僕は自分が芸能人という商品だから、時間のある限り、ジムに行って、スタジオ入って声を出して、100歳まで歌います。あと30年しか歌えないのがすごく残念(笑)。年とともに声が出なくなってくるのは訓練してないからです。発見したのは、僕は才能が無くて不器用で、そういう奴でも、努力は才能に勝つということ。

──●天才肌に見えますよ。

(てんさいは)忘れた頃にやってくるからね(笑)。グループサウンズでいっぱいデビューした人たちの中で、歌もギターも一番へたくそ。不器用で。それが今こんなに立派に生き抜いています。

──●ご家族は?

奥さんもちゃんといます。年の差がちょっと、僕と23歳しか(笑)、違わないです。子どもは3人。孫が5人。かわいいですよ、半端じゃないですよ。どんな子でもかなわないです(笑)。

──●市川監督と呑みに行ったりは?

よく行きます。芸能界において心を許しあえて語り合うのは、難しいんですが、(市川監督とは)ツーと言えばスリー(笑)。
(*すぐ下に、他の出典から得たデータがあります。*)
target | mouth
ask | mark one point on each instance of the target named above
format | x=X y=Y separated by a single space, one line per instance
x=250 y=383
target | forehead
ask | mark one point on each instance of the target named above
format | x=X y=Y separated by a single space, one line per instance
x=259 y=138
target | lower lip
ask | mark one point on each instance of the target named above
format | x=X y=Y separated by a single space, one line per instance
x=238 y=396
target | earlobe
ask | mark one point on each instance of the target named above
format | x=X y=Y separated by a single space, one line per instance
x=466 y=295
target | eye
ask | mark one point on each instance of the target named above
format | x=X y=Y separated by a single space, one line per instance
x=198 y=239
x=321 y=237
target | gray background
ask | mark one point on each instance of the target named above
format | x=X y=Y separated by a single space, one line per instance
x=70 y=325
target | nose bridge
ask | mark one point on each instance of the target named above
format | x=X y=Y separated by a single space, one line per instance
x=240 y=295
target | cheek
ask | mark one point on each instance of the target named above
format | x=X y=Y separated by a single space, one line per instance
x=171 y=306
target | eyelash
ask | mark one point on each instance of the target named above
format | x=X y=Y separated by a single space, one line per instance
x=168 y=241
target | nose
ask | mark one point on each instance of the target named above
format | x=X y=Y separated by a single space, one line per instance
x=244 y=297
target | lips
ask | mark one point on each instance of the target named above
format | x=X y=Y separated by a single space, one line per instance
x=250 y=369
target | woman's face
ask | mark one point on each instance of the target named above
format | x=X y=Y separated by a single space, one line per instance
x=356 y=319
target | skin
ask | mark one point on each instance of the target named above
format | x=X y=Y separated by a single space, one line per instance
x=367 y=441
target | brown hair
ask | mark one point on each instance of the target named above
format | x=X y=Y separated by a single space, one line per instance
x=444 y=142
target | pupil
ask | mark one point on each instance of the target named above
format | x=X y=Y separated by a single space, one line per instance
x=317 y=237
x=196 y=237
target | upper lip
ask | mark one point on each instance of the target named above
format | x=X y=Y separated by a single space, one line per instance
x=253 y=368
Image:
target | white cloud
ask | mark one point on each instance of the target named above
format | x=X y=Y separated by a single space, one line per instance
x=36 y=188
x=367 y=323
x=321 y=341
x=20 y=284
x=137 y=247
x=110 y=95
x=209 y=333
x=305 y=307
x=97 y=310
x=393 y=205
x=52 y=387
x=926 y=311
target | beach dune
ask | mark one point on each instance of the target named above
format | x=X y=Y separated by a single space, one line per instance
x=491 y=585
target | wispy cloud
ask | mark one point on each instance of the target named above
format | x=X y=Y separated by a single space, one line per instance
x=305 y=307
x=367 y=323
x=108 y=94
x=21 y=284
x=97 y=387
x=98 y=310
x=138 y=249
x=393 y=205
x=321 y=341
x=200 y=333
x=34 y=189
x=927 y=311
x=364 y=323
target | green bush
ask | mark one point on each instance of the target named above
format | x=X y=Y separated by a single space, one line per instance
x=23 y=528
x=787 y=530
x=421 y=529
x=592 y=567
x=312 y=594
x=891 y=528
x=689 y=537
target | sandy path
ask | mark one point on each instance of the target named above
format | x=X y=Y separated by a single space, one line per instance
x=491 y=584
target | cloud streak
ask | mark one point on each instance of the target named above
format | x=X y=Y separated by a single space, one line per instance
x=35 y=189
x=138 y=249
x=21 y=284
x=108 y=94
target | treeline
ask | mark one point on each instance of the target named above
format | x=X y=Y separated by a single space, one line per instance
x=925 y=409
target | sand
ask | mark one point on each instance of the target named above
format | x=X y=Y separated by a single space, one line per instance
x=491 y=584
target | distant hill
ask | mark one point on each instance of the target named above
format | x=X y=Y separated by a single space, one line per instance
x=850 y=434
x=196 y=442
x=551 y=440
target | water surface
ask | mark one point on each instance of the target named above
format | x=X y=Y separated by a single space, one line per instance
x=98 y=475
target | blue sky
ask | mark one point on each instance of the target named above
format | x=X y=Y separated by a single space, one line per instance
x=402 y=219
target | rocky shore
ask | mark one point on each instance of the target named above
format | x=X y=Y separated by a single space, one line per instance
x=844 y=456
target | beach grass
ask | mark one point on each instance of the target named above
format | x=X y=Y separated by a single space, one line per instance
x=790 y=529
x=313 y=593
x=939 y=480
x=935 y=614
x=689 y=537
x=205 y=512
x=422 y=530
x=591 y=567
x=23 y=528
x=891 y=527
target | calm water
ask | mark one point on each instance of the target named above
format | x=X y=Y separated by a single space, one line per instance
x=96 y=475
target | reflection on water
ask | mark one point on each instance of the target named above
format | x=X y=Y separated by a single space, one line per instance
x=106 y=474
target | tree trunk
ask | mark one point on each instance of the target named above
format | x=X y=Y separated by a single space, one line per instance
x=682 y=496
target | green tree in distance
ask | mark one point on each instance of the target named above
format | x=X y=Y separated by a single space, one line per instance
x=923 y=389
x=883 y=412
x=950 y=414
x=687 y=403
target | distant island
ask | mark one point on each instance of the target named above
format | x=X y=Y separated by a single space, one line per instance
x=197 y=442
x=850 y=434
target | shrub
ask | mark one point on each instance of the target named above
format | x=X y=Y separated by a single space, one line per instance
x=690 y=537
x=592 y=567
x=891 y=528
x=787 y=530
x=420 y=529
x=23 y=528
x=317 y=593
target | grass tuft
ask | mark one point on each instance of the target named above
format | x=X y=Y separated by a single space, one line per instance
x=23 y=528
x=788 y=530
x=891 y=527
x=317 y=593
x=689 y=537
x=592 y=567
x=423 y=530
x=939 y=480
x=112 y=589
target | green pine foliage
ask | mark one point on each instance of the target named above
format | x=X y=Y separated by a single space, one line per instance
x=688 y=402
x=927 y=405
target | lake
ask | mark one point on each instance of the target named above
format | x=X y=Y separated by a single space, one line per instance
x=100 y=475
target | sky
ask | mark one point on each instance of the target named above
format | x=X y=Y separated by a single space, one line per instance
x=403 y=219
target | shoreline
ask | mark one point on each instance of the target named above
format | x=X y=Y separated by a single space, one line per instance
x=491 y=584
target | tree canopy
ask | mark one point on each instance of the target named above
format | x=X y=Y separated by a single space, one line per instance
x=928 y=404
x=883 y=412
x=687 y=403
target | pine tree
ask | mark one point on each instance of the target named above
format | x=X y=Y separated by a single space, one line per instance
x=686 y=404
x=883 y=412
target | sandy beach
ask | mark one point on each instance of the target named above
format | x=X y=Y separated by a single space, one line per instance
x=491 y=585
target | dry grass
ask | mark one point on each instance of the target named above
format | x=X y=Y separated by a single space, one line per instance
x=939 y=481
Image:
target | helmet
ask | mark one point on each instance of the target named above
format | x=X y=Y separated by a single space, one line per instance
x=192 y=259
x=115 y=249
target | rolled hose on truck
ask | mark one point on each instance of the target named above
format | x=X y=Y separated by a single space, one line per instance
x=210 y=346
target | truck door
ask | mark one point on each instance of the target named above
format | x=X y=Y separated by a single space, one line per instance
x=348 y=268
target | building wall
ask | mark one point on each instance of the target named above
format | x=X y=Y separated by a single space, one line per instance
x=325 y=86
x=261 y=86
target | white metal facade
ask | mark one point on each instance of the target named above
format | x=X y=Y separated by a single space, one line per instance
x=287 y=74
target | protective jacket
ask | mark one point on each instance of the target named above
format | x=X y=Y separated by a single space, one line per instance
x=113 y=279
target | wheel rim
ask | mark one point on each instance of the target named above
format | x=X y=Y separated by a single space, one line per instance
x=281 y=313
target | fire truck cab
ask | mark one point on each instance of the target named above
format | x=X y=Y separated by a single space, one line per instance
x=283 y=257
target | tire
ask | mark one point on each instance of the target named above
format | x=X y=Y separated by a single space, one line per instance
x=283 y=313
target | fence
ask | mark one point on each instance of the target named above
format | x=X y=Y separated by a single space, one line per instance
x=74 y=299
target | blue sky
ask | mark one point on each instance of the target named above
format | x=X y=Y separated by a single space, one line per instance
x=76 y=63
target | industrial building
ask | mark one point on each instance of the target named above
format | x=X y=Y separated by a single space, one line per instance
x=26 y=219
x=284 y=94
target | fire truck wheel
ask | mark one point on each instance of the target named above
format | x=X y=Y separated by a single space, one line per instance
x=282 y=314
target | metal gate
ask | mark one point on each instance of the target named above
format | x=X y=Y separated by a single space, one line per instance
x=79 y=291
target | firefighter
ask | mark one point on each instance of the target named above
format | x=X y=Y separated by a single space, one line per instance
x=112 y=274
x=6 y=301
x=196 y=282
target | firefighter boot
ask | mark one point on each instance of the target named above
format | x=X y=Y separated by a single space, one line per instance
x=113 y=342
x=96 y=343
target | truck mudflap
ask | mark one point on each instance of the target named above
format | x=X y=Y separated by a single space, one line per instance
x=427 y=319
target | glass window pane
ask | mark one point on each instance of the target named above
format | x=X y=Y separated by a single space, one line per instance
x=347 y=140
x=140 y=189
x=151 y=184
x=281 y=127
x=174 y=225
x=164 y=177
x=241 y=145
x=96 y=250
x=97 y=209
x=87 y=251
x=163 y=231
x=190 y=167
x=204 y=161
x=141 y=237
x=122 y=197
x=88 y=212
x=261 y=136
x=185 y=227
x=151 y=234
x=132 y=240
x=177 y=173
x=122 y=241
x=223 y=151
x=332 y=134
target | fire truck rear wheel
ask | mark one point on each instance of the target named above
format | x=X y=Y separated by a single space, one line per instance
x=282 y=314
──●今年70歳だそうですが、市川監督も「まだまだだよね」って。

そういう所が(彼とは)すごく一致してるんです。60歳半ば過ぎると「もうダメかな」って悲観的に考える人が多いじゃないですか。僕たちは情熱がなくなっていないんです。すごい燃えてるんです。

──●いいですね。ご活躍を期待しています。